Dirk C. Fleck: In etwas mehr als zwanzig Jahren wird der sichere Zusammenbruch der Industriegesellschaft so gut wie abgeschlossen sein. Im zweiten Roman war er zwar schon spürbar, aber er war noch ziemlich am Anfang. Zwei Dinge stehen nun im Mittelpunkt: Einerseits muss ich erzählen, unter welch schrecklichen Bedingungen ein Großteil der Menschen gezwungen ist zu leben. Etwa 65 Prozent der Weltbevölkerung wird in unregierbaren Mega-Citys leben, in denen sich Anarchie und Chaos breit machen. Längst besiegt geglaubte Seuchen greifen wieder um sich. Das bereits heute deutlich erkennbare Protestpotential lässt sich im dritten Roman nicht mehr kontrollieren. Die andere Seite der Medaille sind die Öko-Regionen als Hoffnungsträger für eine moderne Gesellschaft im Einklang mit der Natur. An der Talsohle des Kollapses ist es einem neuen Denken eher möglich, sich Bahn zu brechen. Nun hat auch der letzte Mensch erkannt, dass es höchste Zeit ist umzusteuern und beispielsweise die im Konzept des Equilibrismus vereinten sozio-ökologischen Alternativen umzusetzen. Wenn du ganz unten bist, bleibt dir gar nichts anderes übrig, als von der Alternativlosigkeit zu den Alternativen überzugehen.
Jens Brehl: Mit welchen Konflikten sind speziell die Öko-Regionen im dritten Buch konfrontiert?
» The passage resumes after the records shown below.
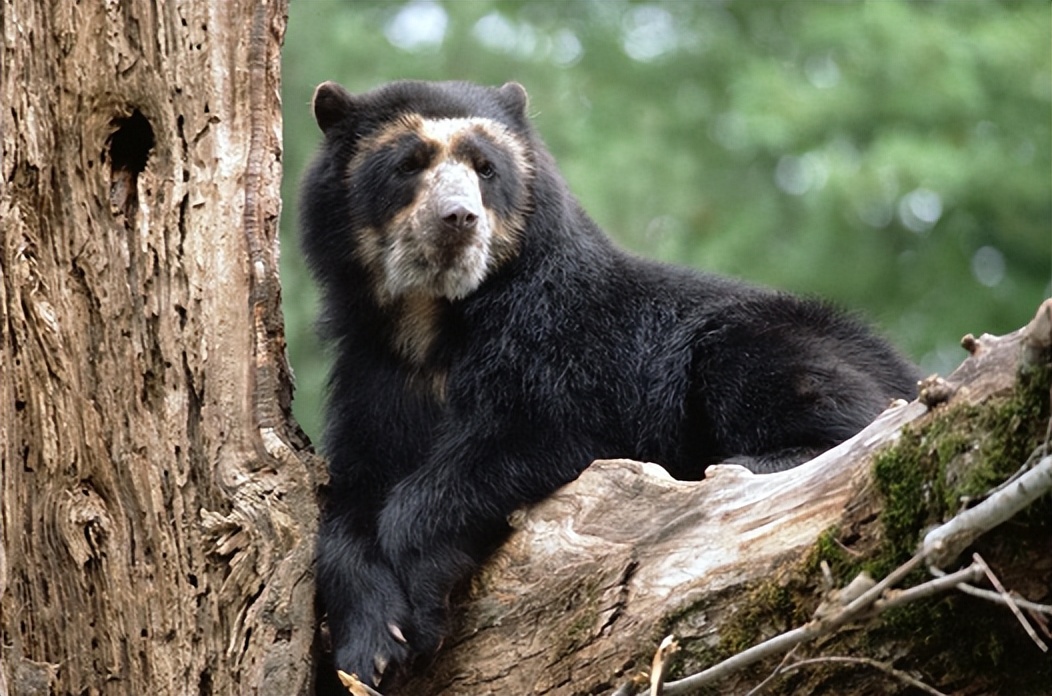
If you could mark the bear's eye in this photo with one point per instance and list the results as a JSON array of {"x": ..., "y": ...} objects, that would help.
[
  {"x": 411, "y": 165},
  {"x": 415, "y": 162}
]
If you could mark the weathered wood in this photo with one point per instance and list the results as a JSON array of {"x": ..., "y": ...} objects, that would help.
[
  {"x": 593, "y": 577},
  {"x": 157, "y": 517}
]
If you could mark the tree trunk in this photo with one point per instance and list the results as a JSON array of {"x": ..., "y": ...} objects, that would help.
[{"x": 157, "y": 510}]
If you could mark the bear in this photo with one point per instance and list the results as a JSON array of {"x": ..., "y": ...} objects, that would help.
[{"x": 490, "y": 342}]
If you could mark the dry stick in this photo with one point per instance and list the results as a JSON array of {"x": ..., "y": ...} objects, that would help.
[
  {"x": 791, "y": 638},
  {"x": 942, "y": 584},
  {"x": 996, "y": 597},
  {"x": 661, "y": 663},
  {"x": 943, "y": 545},
  {"x": 883, "y": 667},
  {"x": 995, "y": 581},
  {"x": 355, "y": 686},
  {"x": 773, "y": 675}
]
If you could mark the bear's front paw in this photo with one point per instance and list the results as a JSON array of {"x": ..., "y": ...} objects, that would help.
[{"x": 375, "y": 649}]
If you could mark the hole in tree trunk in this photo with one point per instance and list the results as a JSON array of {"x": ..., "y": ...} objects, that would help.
[{"x": 129, "y": 147}]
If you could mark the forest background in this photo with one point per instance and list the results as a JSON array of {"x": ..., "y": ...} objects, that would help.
[{"x": 893, "y": 157}]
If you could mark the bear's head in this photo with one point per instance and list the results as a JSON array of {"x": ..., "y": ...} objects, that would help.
[{"x": 425, "y": 185}]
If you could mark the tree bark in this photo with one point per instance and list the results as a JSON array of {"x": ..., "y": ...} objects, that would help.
[{"x": 158, "y": 510}]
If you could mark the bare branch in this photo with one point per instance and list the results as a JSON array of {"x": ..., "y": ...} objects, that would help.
[
  {"x": 944, "y": 544},
  {"x": 995, "y": 581},
  {"x": 883, "y": 667}
]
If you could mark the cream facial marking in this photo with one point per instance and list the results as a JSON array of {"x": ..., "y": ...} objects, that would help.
[{"x": 445, "y": 242}]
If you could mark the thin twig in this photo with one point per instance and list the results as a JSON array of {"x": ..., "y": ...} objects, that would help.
[
  {"x": 942, "y": 584},
  {"x": 791, "y": 638},
  {"x": 945, "y": 543},
  {"x": 355, "y": 686},
  {"x": 887, "y": 669},
  {"x": 1011, "y": 602},
  {"x": 773, "y": 675},
  {"x": 997, "y": 597},
  {"x": 661, "y": 663}
]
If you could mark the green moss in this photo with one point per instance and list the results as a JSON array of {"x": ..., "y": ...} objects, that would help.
[{"x": 962, "y": 452}]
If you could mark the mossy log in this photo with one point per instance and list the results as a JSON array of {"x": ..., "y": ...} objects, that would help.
[{"x": 591, "y": 579}]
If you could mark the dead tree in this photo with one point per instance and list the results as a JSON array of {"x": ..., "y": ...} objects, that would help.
[{"x": 158, "y": 509}]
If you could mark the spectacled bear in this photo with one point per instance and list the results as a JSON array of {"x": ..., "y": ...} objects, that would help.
[{"x": 490, "y": 342}]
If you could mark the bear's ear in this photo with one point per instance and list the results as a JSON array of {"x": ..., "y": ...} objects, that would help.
[
  {"x": 514, "y": 98},
  {"x": 331, "y": 104}
]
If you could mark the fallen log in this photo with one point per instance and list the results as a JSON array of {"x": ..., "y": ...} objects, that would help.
[{"x": 580, "y": 597}]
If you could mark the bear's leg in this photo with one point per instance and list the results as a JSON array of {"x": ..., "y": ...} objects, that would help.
[
  {"x": 442, "y": 520},
  {"x": 366, "y": 607}
]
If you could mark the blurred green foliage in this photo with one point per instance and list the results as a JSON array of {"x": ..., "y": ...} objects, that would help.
[{"x": 892, "y": 156}]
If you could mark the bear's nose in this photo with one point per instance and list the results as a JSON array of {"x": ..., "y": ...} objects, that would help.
[{"x": 459, "y": 217}]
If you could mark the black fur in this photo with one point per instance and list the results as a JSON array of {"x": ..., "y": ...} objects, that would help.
[{"x": 571, "y": 350}]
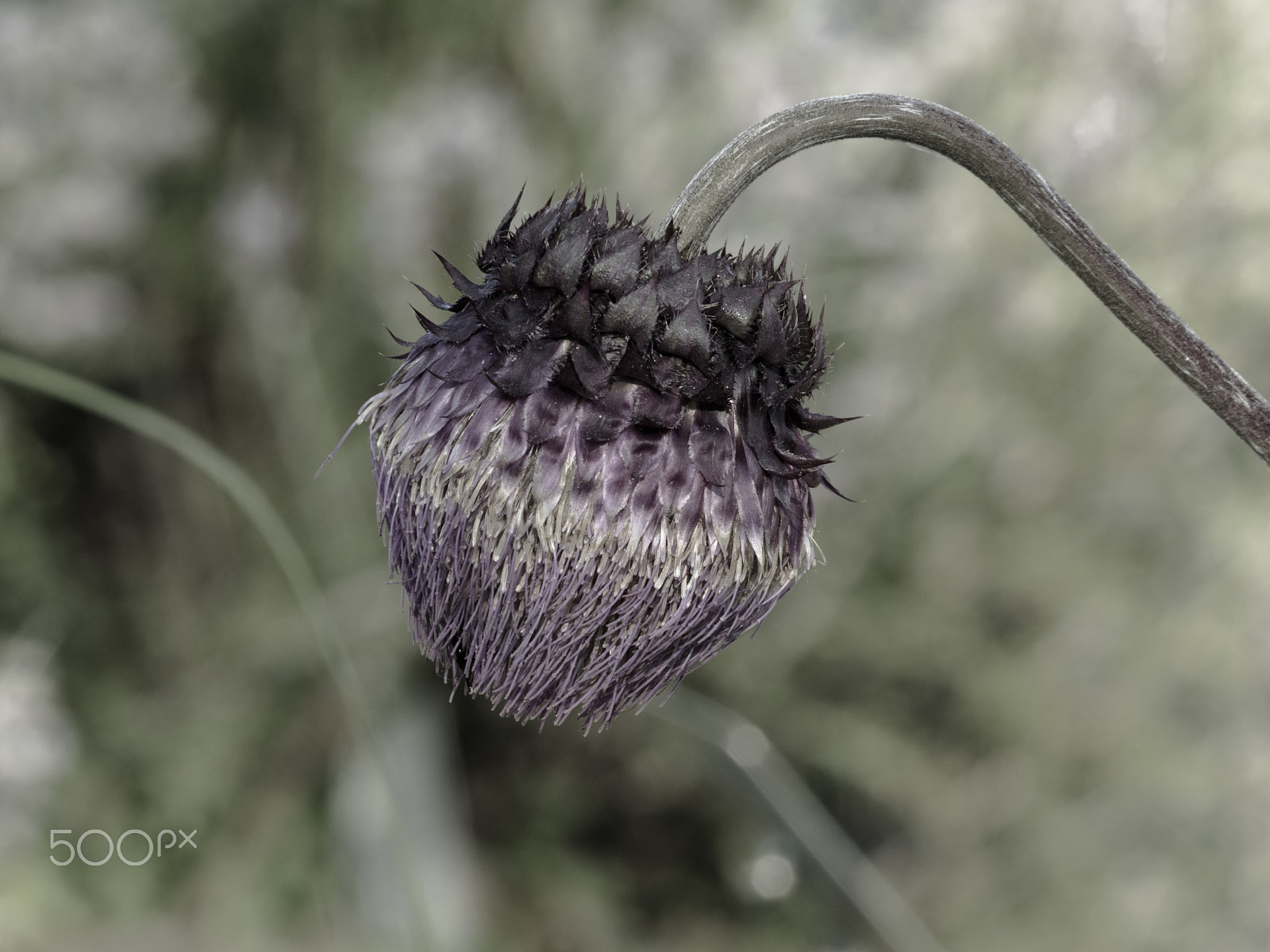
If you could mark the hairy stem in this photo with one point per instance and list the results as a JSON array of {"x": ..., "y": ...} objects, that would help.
[{"x": 918, "y": 122}]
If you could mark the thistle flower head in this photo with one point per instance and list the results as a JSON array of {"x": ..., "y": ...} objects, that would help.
[{"x": 595, "y": 474}]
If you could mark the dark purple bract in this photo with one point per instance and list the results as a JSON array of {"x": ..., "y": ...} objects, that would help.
[{"x": 595, "y": 475}]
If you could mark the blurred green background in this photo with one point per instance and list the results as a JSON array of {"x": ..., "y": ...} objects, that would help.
[{"x": 1032, "y": 676}]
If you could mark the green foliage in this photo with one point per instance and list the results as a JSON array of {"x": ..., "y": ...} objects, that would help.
[{"x": 1029, "y": 676}]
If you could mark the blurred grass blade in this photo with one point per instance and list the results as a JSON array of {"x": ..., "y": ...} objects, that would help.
[
  {"x": 252, "y": 501},
  {"x": 821, "y": 835}
]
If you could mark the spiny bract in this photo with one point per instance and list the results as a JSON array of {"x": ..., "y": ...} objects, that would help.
[{"x": 595, "y": 475}]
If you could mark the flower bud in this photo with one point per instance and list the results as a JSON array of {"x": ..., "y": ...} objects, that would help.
[{"x": 596, "y": 473}]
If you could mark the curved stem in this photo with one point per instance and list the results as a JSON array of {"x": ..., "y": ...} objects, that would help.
[{"x": 878, "y": 116}]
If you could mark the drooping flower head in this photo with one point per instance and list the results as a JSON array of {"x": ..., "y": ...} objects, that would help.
[{"x": 595, "y": 474}]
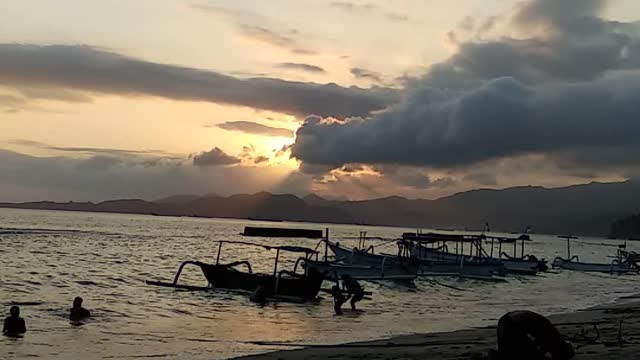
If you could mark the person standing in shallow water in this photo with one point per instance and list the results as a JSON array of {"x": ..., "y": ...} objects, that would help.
[
  {"x": 354, "y": 290},
  {"x": 338, "y": 299},
  {"x": 77, "y": 311},
  {"x": 14, "y": 325}
]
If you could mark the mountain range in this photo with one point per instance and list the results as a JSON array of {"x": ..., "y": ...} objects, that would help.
[{"x": 587, "y": 209}]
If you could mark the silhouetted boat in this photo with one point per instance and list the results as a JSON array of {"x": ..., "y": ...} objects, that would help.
[
  {"x": 280, "y": 284},
  {"x": 622, "y": 263},
  {"x": 439, "y": 251},
  {"x": 362, "y": 265},
  {"x": 282, "y": 232}
]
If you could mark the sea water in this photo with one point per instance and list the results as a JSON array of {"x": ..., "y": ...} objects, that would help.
[{"x": 49, "y": 257}]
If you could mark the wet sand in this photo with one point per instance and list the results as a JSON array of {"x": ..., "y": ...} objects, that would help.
[{"x": 595, "y": 334}]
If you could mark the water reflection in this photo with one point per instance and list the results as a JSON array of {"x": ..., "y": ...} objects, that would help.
[{"x": 51, "y": 257}]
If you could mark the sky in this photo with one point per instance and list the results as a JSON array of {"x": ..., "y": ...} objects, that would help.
[{"x": 346, "y": 99}]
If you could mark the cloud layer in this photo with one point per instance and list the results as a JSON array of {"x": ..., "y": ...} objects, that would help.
[
  {"x": 567, "y": 89},
  {"x": 83, "y": 68},
  {"x": 250, "y": 127},
  {"x": 214, "y": 157}
]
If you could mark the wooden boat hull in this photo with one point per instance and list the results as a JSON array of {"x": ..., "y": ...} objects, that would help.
[
  {"x": 461, "y": 269},
  {"x": 334, "y": 271},
  {"x": 512, "y": 266},
  {"x": 283, "y": 286},
  {"x": 365, "y": 266},
  {"x": 612, "y": 268},
  {"x": 443, "y": 266}
]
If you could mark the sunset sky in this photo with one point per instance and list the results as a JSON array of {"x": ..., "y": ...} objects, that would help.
[{"x": 346, "y": 99}]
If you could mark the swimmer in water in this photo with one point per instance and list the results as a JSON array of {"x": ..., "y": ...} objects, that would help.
[
  {"x": 77, "y": 311},
  {"x": 14, "y": 325}
]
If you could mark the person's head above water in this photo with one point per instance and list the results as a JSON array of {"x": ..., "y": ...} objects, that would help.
[
  {"x": 566, "y": 351},
  {"x": 77, "y": 302}
]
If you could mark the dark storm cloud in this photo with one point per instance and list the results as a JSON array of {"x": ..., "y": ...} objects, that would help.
[
  {"x": 572, "y": 86},
  {"x": 361, "y": 73},
  {"x": 568, "y": 42},
  {"x": 503, "y": 118},
  {"x": 83, "y": 68},
  {"x": 300, "y": 66},
  {"x": 251, "y": 127},
  {"x": 214, "y": 157}
]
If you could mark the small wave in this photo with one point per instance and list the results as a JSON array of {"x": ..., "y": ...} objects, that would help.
[{"x": 25, "y": 303}]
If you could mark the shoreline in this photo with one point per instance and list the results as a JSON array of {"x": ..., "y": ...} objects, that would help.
[{"x": 594, "y": 332}]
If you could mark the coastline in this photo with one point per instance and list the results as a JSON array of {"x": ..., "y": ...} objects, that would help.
[{"x": 594, "y": 332}]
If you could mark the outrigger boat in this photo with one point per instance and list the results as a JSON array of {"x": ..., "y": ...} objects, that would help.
[
  {"x": 417, "y": 266},
  {"x": 434, "y": 246},
  {"x": 279, "y": 285},
  {"x": 621, "y": 264},
  {"x": 360, "y": 264},
  {"x": 365, "y": 265}
]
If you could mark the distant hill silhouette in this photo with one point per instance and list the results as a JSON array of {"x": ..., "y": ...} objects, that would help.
[
  {"x": 626, "y": 228},
  {"x": 587, "y": 209}
]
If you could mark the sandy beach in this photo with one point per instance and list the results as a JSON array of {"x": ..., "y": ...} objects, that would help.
[{"x": 605, "y": 332}]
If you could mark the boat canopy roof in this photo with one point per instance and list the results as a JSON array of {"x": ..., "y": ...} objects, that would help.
[
  {"x": 282, "y": 232},
  {"x": 462, "y": 238},
  {"x": 298, "y": 249}
]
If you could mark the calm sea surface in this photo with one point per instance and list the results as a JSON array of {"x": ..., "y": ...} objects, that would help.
[{"x": 49, "y": 257}]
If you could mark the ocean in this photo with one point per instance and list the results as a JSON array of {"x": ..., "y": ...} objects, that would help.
[{"x": 49, "y": 257}]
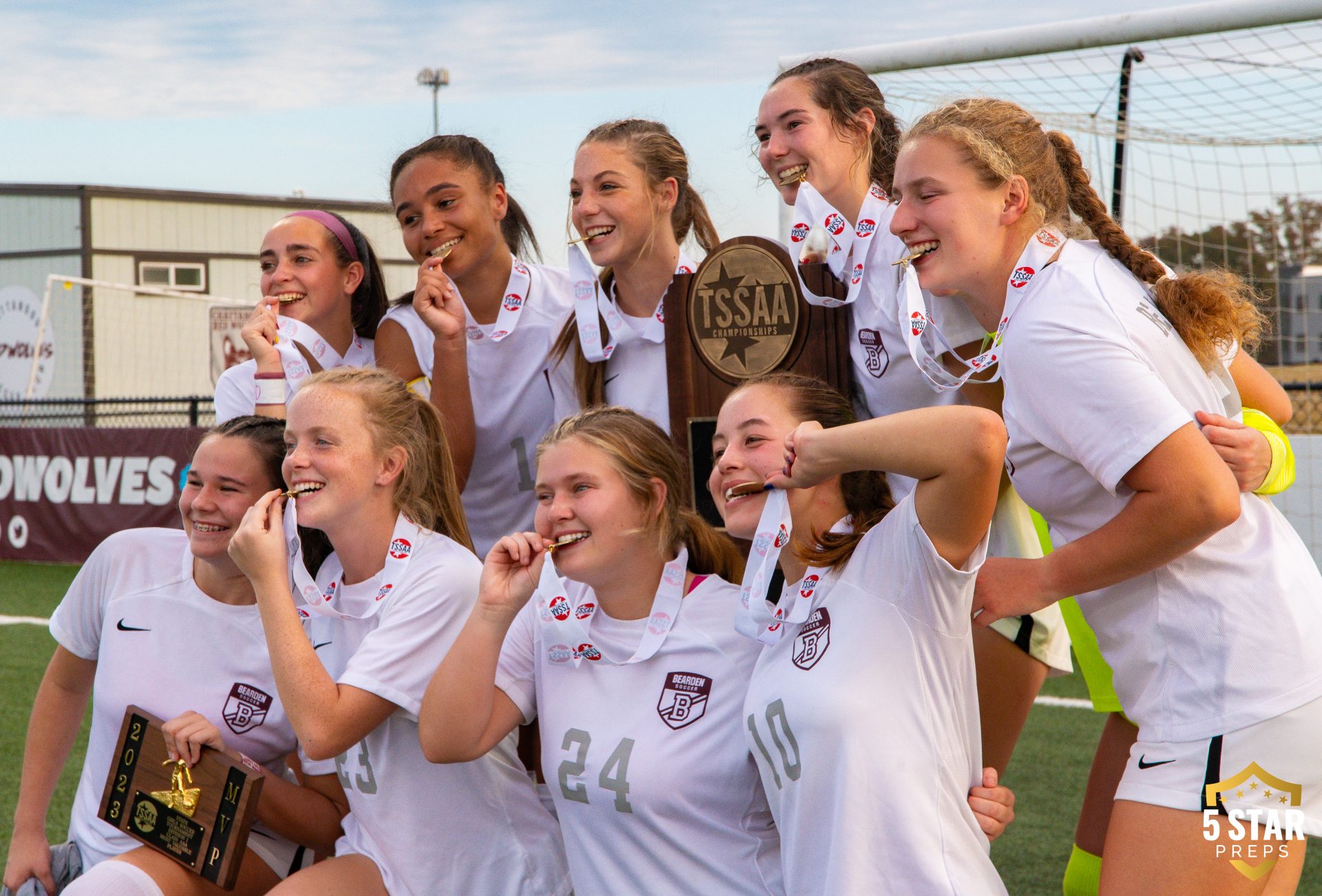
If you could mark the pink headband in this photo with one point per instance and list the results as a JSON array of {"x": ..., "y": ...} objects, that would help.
[{"x": 333, "y": 225}]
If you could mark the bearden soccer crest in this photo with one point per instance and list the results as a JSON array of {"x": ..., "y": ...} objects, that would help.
[
  {"x": 246, "y": 707},
  {"x": 684, "y": 698}
]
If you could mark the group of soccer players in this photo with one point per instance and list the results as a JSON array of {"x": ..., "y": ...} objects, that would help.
[{"x": 423, "y": 524}]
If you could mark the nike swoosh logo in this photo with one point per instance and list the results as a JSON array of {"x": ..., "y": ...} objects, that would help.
[{"x": 1142, "y": 764}]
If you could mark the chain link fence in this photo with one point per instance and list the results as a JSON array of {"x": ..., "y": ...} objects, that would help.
[{"x": 106, "y": 413}]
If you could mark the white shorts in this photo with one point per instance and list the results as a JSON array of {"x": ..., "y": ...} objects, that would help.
[
  {"x": 1042, "y": 634},
  {"x": 1272, "y": 764}
]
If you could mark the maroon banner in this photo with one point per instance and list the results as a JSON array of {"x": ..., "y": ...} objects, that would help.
[{"x": 63, "y": 491}]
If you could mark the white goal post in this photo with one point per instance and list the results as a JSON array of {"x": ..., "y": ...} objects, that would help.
[
  {"x": 1079, "y": 34},
  {"x": 118, "y": 288}
]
Dirk C. Fleck: Jede von ihnen lebt nach eigenen Regeln, auch wenn sie die fünf Grundsätze der United Regions of the Pacific (URP) akzeptieren. Je nach den örtlichen Gegebenheiten und Bedürfnissen werden die einzelnen sozio-ökologischen Alternativen angepasst. Die Einwohner erinnern sich an die eigenen Ressourcen, ihre kulturellen Wurzeln und an die damit verbundenen sozialen Chancen. Man darf sich nicht jede Öko-Region als Paradies vorstellen, denn in manchen gelten harte Gesetze. Beispielsweise darf in einer von ihnen nicht jede Frau schwanger werden. Gesunde und aufblühende Biotope laufen zudem Gefahr, von verzweifelten Hunger- und Armutsflüchtlingen überrannt zu werden. Daher sind die Regionen gezwungen, sich entgegen ihrem ursprünglichen Geist abzuschotten, weil sie nicht alle Menschen aufnehmen und ernähren können. Hier bieten Sicherheitsfirmen mit ihren Privatarmeen ihre Dienste an. Das Buch wird auf der einen Seite von Katastrophen dominiert, auf der anderen Seite lässt es den Leser durch die vielen positiven Beispiele auf eine bessere Welt hoffen.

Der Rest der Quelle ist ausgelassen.